In many urban settings, ceilings are reflective. Turn an image upside down, and it is no longer obvious which way is up. I like the image above, because it it not immediately pbvious that the woman walking below is a reflection. The one above isn’t immediately apparent. The signs begin tomgove clues if you look closely, but not immediately at first glance.
The photo above is similar. It uses reflection off the ceiling and is inverted. The inversion is less obvious, as the letters EDI look rightside up. They are in fact reflected and upiside down. It just happens that when you invert the letters and show a mirror image, they are legible. Only by looking at the smaller Japanese text can you tell that this is a reflection, if you read Japanese. I love the deceptive, other-wordly nature of this photograph.
The photo above was taken from the mezzanine level of Tokyo Station. I am leaning over the balcony, using the glass fence for the reflection. The glass does not continue to the ground level, which is open so people can walk under the mezzanine. That makes for the appearance of pedestrians half disappearing.

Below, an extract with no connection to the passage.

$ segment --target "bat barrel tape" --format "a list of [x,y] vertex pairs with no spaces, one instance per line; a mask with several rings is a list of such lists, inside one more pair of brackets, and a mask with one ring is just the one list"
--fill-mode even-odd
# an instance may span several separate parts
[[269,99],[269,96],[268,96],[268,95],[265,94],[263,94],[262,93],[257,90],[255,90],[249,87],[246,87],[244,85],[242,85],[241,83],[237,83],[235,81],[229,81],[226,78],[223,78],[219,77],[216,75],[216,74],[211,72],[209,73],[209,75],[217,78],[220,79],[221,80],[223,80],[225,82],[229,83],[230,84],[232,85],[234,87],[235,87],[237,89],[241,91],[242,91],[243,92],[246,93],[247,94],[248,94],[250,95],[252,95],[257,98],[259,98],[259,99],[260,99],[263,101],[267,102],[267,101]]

The photo aboves is looking over mezzanine in the opposite direction, creating some interesting symmetry of the architecture. Once again, this is partially disorienting because of the mezzanine reflection that does not continue to the ground. This is not apparent in the background, but you get some hints in the foreground.
This is one of the first disorienting inverted reflection photos that I look while working on a the View From Below theme a few posts ago. It was this photo that inspired me to take the disorienting landscape photo in my previous post.
Using reflections to create disorientation is nice. Now I want to consider how to create disorientation without using reflections.